After the Session State Register software is on all servers in the cluster, you can ensure that the base software runs properly and then perform basic configuration steps:

o

1. Start the cluster.

See Initial Cluster Startup Procedure.

o

2. Start SBR Administrator.

Use an HTML browser to address one of the Steel-Belted Radius Carrier servers. Download the Administrator client application and log in as root. Also confirm that the links to the documentation work.
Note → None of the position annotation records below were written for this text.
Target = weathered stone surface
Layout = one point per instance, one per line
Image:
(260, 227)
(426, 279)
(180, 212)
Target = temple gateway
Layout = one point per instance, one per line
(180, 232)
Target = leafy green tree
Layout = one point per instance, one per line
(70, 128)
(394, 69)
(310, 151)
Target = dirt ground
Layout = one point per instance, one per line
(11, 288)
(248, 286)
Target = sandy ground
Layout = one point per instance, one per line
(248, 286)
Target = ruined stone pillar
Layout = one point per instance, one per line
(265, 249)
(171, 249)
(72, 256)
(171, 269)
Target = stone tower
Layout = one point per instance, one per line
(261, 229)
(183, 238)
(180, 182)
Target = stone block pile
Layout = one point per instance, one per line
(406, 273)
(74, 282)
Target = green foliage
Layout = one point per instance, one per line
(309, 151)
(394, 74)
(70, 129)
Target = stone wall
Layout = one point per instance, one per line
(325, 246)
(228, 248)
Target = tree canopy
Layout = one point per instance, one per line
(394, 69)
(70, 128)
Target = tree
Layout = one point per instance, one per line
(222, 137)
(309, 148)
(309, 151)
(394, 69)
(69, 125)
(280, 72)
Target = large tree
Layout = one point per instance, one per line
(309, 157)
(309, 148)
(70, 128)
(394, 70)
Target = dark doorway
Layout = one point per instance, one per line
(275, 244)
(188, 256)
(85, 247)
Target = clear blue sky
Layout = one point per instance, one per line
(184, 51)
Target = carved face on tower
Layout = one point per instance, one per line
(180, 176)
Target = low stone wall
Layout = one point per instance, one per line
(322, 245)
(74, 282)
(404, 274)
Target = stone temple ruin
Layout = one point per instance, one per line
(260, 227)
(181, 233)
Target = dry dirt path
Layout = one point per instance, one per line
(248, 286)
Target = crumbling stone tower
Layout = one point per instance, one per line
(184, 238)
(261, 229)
See Running SBR Administrator.

Verify that you can download and run the application both from the local host and from a workstation on the network.

o

3. Configure the server.

For a new installation, configuring the environment includes basic low-level configuration tasks such as:

• Configuring communications between any additional devices and the Steel-Belted Radius Carrier servers.
• Adding additional users to the server.

See Configuring the Server.

o

4. Configure SNMP. If you elected not to configure the Steel-Belted Radius Carrier SNMP agent during software installation and other agents also run on the server (such as the Solaris operating system agent), you must adjust the ports the agents use so multiple agents do not contend for the same resource.

See Configuring SNMP.

o

5. Set up shared SSR IP address pools and a local emergency pool. See Setting Up IP Address Pools.